VI - Tweaking and mixing
tex(xz); clipped at a certain threshold t; Now I can control the width of the pattern by changing the clipping threshold for my hand painted foam texture.
Of course, I used a few tricks to make it more interesting:
- Adding the v coordinate (to make foam larger near the shore and thinner on the seaside), just like for the sinus waves
- A speed parameter texSpeed to make the texture move slowly
- A bit of world coordinate moving noise to create some "warping" effect
tex(xz + noise(xz+noiseSpeed*time)+texSpeed*time)+v; clipped at t
The final result mixing procedural and hand drawn foam: ratioSinus * [sinus((frequency+noise(xz))*v + speed*time)+v] + ratioTex * [tex(xz + noise(xz+noiseSpeed*time)+texSpeed*time)+v]; clipped at t.
In the end, I also added a few parameters to control the noise amplitudes and scales/frequencies, so each noise(xz...) is in reality noiseAmplitude*noise(noiseScale*xz...). This gives more control on all the deformations happening. I also replaced the simple "+v" with the more versatile affine function "+a*v+b".
VII - Building in Blender
So in the end, I still have to make a uv mapping (or more exactly a v mapping). But the good news about this is that I only have to make it ONCE for ALL the game. Indeed, for any new island (or any immersed object), I can copy a base foam mesh already v mapped, and I can focus on modifying only the mesh:
- If I move vertices, the mapping will still be OK.
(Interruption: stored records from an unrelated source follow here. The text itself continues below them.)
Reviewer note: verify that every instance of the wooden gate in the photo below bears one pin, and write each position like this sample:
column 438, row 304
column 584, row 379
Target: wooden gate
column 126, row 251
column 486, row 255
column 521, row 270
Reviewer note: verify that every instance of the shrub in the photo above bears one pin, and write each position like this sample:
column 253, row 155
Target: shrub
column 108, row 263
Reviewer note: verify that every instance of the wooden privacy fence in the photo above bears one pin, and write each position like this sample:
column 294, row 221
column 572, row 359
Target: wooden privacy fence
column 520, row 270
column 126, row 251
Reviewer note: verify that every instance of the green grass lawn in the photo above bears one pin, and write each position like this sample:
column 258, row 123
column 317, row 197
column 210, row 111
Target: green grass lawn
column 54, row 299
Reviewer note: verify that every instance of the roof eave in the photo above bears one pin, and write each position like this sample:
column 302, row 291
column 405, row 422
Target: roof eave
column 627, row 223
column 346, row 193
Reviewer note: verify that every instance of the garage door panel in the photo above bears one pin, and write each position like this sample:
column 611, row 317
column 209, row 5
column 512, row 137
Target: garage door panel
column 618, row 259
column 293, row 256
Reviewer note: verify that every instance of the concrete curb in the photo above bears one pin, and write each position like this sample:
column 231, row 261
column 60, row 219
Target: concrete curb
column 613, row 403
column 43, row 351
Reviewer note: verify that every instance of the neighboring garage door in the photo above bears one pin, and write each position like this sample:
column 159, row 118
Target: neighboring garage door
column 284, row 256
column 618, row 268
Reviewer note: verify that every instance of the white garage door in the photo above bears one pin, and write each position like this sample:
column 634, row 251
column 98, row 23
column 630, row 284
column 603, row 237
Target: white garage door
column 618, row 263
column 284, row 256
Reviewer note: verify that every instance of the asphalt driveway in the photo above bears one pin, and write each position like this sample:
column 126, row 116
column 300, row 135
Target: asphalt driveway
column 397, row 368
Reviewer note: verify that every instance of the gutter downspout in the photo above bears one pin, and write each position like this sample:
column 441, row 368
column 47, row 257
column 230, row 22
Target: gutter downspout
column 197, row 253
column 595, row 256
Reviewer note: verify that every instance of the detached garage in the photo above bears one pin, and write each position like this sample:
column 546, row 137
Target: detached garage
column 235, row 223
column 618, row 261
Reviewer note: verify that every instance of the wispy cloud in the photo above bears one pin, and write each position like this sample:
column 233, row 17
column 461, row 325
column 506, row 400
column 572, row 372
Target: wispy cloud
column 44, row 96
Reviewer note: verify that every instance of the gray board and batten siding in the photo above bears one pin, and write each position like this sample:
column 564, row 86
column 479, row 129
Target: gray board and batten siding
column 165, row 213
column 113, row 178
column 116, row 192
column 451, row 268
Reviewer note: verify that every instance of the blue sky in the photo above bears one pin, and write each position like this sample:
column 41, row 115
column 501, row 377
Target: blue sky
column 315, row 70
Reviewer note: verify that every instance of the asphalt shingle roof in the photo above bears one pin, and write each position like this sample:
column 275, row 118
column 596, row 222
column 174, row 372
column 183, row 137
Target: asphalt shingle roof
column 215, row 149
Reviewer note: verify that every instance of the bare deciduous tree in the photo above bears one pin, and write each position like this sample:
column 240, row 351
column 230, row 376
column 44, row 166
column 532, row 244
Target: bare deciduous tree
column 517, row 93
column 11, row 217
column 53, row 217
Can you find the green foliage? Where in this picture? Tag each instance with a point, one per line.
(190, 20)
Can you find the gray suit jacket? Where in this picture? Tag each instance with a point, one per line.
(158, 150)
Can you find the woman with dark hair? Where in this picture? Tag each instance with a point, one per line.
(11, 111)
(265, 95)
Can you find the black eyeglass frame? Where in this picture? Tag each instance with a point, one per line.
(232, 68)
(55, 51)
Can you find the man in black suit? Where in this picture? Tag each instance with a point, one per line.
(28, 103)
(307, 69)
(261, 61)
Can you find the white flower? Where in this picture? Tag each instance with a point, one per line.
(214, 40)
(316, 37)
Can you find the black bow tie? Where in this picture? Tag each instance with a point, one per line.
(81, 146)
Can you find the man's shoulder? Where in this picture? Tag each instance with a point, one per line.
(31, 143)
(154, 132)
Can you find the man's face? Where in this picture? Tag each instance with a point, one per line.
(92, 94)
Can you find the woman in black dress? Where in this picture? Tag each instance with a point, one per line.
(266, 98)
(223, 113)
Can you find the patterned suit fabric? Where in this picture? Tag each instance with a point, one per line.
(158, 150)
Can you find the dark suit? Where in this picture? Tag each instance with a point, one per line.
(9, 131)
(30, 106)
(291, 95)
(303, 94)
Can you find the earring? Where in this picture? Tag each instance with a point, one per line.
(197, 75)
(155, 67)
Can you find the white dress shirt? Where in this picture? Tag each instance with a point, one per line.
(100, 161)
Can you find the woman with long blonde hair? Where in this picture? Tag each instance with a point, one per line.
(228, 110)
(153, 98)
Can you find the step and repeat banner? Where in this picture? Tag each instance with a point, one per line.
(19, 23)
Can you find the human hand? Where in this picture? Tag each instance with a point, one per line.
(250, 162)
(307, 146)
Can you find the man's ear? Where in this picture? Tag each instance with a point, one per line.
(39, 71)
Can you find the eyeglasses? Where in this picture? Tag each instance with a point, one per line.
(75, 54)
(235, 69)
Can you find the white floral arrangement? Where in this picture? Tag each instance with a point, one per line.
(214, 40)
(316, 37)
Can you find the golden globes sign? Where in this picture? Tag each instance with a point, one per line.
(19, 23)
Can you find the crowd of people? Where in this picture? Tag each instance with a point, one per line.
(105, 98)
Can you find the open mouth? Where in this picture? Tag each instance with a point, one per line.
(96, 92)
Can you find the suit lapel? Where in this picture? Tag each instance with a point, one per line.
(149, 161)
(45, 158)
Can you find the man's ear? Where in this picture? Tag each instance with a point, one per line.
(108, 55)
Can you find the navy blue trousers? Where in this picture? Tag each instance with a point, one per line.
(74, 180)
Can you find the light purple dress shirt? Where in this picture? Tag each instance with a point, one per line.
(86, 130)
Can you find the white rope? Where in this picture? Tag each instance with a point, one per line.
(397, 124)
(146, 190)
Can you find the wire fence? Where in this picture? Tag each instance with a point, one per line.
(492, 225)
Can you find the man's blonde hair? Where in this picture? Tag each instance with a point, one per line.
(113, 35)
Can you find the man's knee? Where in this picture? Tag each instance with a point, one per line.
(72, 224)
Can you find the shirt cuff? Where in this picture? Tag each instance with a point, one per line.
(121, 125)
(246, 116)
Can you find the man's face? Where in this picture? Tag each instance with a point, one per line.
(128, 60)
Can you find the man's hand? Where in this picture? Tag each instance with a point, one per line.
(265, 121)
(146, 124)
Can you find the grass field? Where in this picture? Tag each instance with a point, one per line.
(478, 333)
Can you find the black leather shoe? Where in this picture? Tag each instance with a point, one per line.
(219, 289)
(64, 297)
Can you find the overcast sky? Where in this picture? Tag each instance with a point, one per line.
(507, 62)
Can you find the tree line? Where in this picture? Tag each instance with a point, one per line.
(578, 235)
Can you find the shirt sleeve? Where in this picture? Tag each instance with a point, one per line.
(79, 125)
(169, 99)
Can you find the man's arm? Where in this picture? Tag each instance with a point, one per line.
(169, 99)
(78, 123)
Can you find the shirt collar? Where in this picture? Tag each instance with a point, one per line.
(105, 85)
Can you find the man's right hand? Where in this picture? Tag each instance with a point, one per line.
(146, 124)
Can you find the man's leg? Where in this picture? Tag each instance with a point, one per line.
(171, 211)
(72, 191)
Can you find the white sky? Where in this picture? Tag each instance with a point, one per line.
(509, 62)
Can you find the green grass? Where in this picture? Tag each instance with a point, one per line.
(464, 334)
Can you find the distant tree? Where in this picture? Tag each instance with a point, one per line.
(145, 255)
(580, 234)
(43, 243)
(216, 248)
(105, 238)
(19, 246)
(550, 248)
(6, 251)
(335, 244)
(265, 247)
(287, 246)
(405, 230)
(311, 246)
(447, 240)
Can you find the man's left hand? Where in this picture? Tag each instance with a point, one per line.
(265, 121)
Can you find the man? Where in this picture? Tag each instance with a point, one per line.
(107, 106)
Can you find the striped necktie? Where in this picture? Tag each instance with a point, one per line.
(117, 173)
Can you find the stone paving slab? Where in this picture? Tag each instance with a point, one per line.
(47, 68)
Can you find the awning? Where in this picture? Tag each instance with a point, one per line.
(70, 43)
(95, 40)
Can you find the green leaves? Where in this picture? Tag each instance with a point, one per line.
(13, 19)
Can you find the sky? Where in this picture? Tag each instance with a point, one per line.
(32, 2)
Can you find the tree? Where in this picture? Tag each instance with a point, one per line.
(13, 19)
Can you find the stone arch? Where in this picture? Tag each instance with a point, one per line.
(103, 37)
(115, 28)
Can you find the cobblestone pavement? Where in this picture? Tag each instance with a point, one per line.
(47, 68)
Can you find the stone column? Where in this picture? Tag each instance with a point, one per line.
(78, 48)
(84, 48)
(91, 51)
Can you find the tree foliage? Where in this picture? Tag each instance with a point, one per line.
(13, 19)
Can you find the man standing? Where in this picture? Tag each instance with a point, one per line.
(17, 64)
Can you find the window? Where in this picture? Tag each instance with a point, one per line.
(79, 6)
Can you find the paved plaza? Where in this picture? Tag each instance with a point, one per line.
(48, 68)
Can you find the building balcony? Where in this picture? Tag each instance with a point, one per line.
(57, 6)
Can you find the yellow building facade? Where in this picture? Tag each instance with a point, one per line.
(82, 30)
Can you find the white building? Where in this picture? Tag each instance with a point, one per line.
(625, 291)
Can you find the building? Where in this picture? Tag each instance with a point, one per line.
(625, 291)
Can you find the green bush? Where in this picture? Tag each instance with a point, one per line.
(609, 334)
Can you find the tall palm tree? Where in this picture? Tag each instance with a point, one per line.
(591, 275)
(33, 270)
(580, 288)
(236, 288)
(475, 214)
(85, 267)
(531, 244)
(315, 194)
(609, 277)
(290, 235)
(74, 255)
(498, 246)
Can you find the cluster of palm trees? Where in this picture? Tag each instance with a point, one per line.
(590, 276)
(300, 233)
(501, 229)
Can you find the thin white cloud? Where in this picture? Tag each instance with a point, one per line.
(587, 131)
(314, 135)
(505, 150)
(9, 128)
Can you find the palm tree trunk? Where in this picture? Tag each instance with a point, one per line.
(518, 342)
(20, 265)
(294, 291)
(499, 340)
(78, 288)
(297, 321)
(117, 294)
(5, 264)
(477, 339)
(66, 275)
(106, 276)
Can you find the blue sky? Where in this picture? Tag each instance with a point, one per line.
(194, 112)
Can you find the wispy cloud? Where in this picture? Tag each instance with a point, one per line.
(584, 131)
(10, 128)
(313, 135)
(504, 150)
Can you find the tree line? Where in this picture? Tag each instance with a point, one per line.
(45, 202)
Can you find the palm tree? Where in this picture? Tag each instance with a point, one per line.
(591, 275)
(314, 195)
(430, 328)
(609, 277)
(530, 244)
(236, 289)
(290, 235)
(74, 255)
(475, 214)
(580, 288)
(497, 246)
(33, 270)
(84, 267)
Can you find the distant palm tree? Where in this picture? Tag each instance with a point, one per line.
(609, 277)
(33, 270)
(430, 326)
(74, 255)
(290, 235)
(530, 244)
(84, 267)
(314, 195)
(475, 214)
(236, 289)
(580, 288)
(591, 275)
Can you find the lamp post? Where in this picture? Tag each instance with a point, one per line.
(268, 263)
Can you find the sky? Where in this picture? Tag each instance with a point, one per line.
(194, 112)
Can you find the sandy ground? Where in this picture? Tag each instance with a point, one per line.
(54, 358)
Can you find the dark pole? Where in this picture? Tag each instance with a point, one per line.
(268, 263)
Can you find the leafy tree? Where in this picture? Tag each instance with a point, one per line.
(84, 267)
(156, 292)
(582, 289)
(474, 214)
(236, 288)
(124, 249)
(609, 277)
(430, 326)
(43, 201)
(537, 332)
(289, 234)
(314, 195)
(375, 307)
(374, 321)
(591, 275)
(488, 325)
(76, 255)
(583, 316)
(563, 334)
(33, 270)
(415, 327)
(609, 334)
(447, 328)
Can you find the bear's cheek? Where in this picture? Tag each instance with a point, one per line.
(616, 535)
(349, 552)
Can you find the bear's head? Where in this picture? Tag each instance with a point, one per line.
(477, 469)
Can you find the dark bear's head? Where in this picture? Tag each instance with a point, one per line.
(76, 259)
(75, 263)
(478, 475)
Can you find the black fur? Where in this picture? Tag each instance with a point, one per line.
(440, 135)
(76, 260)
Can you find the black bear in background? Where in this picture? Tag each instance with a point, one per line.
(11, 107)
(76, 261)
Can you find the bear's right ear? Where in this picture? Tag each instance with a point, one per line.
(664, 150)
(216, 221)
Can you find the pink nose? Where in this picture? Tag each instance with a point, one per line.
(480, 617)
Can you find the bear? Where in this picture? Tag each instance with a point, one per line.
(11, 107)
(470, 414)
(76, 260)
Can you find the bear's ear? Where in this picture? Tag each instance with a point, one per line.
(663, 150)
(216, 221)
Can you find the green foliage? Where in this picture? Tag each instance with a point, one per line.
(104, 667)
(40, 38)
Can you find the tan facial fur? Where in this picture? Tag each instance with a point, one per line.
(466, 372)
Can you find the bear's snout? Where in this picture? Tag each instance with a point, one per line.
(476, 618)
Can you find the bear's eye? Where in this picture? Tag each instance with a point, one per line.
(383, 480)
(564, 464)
- If I delete an edge line, the neighbor v mapping won't be affected
- If I add vertices with a loop cut, the uv mapping for the new vertices will be automatically interpolated from their neighbors, resulting in a good v coordinate.
This would not have been the case if I had used the u coordinate to make more classical texture mapping, because any move of vertices along the shore edge would have stretched the texture (and I would have had the seam problem for each new island).
VIII - Going further
We could go even further by working on the following points:
- Layering two or more hand painted foam textures, with different speeds and scales to create a unique pattern everywhere.
- Randomizing the sinus speed to have local flow variations
- Adding noise to the threshold or to the affine function part ("+v"/"+a*v+b") so that some zones would have foam on a very short or very long distance
- Randomizing the world coordinates to create even more warping effect
- Put the time offset through a sinus to make waves come and go. Right now they only go away from the shore.
By the way, I didn't speak at all about optimization here, and there is surely some work to do about it (especially on noise textures that could fit on fewer channels than a full RGB image). Anyways, this was a nice journey to me, and even if the result is not super awesome, I really enjoyed the process of mixing a bit of maths with more arty considerations.
I hope this will help somebody out there! Thanks for reading! Peace!